16. November 2006 | THE HOUSE IS BURNING • Kritik • Der Tagesspiegel

Das ist für Julian Hanich kein Film, bei dem man im flauschigen Kinosessel versinkt. "Bei Holger Ernst ist das Haus mehr als gespalten. Seine Diagnose lautet: Das Haus steht in Flammen. Der Regisseur erklärt es zum Prinzip, Alltagsgeschichten mit dem Vergrößerungsglas zu betrachten. So entsteht aus dem kleinen Ausschnitt ein Bild von Amerika im Großen.

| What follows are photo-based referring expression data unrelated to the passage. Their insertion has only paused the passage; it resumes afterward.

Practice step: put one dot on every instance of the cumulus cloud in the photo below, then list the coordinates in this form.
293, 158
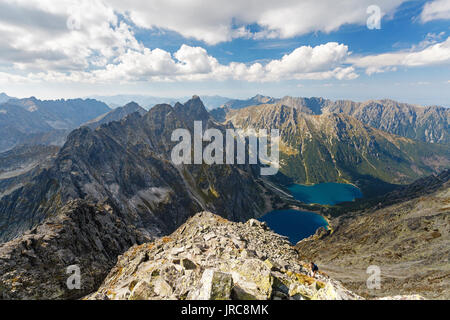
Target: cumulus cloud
435, 10
437, 53
214, 21
195, 64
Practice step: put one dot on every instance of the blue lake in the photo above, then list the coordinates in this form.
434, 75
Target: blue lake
297, 225
325, 193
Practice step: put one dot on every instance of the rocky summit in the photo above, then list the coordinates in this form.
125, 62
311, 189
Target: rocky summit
214, 259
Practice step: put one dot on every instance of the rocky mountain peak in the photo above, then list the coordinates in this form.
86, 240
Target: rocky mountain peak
209, 257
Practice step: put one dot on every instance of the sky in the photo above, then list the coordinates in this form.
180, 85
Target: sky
349, 49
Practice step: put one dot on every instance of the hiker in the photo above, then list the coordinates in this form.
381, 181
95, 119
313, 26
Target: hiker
314, 269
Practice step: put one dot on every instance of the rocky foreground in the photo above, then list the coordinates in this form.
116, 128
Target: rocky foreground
211, 258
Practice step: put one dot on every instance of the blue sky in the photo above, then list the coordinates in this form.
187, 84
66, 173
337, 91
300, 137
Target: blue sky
55, 49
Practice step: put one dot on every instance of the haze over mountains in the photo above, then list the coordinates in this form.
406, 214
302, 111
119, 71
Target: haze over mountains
128, 162
430, 124
210, 102
110, 183
34, 121
347, 149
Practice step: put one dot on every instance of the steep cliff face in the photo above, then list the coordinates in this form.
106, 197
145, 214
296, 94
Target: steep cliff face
129, 163
116, 114
19, 165
337, 147
90, 236
408, 239
34, 121
211, 258
430, 124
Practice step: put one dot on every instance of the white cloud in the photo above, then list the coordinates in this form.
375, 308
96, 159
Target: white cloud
212, 21
437, 53
435, 10
195, 64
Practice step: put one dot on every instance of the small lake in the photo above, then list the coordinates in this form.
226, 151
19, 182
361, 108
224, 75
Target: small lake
297, 225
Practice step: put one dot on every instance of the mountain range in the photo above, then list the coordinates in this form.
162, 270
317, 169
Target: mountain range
428, 124
114, 101
34, 121
337, 147
129, 163
111, 187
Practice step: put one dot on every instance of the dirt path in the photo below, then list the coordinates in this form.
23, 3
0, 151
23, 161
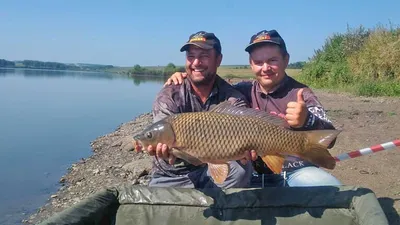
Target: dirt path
364, 121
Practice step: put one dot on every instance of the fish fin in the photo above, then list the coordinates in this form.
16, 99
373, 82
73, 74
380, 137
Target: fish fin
219, 172
316, 148
227, 108
188, 158
274, 162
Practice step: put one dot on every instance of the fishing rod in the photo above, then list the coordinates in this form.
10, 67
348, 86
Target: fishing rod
366, 151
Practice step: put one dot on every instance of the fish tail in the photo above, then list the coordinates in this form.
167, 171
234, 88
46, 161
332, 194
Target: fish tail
316, 147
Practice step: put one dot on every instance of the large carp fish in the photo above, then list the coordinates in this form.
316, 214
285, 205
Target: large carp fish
225, 132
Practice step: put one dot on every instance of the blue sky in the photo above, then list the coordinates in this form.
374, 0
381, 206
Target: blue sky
150, 32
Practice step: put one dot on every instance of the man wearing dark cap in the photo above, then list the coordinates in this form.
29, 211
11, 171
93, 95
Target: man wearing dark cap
200, 92
275, 92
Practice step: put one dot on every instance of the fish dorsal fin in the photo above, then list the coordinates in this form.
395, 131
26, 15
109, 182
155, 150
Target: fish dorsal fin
227, 108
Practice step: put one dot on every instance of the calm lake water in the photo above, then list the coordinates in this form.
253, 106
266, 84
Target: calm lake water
47, 121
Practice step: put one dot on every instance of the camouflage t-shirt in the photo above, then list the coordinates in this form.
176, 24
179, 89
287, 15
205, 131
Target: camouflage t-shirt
174, 99
276, 102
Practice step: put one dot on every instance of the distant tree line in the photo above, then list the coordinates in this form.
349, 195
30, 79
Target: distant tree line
35, 64
365, 61
296, 65
163, 71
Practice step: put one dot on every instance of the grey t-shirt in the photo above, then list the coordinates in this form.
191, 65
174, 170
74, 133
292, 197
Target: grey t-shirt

Dafür nimmt er auch die Gefahr der Überzeichnung in Kauf. Seine Teenager sind getrieben, bindungslos und emotional heruntergekommen. Der forcierte Individualismus äußert sich in Ich-Zentriertheit bei gleichzeitigem Mangel an Empathie. Die Männer plustern sich auf. Die Frauen heucheln. Hier regiert, wer die höchste Position in der Hackordnung hat – wer unten liegt, wird getreten."

16. November 2006 | THE HOUSE IS BURNING • Kritik • Frankfurter Rundschau

Wer den Film ohne Vorinformationen besucht, erlebt Beklemmung und Verzweiflung, vielleicht sogar das Gefühl entfliehen zu wollen, schreibt Gunter Göckenjahn. "Jenseits der High-School-Komödien könnte es tatsächlich zugehen wie in THE HOUSE IS BURNING, denkt der Kinogänger. Aber wer kennt schon diese vorgeführte Welt aus eigener Erfahrung? Den "Realismus" des Szenarios können wir nur an den Bildern aus amerikanischen Filmen und anderen Medien messen. Am Ende wirft das Faktenwissen einen langen Schatten auf den Film: Dies ist der erste abendfüllende Spielfilm des 34-jährigen, deutschen Autors und Regisseurs Holger Ernst - produziert von Wim Wenders' Firma "Reverse Angle Pictures"."

09. November 2006 | THE HOUSE IS BURNING • Kritik • film-dienst 23/2006

THE HOUSE IS BURNING vermittelt ein Bild von einer Gesellschaft, das nahezu jede Hoffnung raubt – obgleich weiterhin die Sonne scheint, schreibt Sarah-Mai Dang. "Der Film beginnt mit herrlichem Sommerwetter und endet nach einer verregneten Nacht und einem grauen Morgen. Die rasante Dramaturgie, die schnellen Schnitte, die grobkörnigen Bilder und die aufrüttelnde Tonspur schaffen einen kalten Raum, dem jegliche Wärme entwichen scheint. Zusammen mit den Protagonisten durchleidet man alle nur möglichen seelischen Tiefs, die sich nicht nur in diesem Milieu auftun können."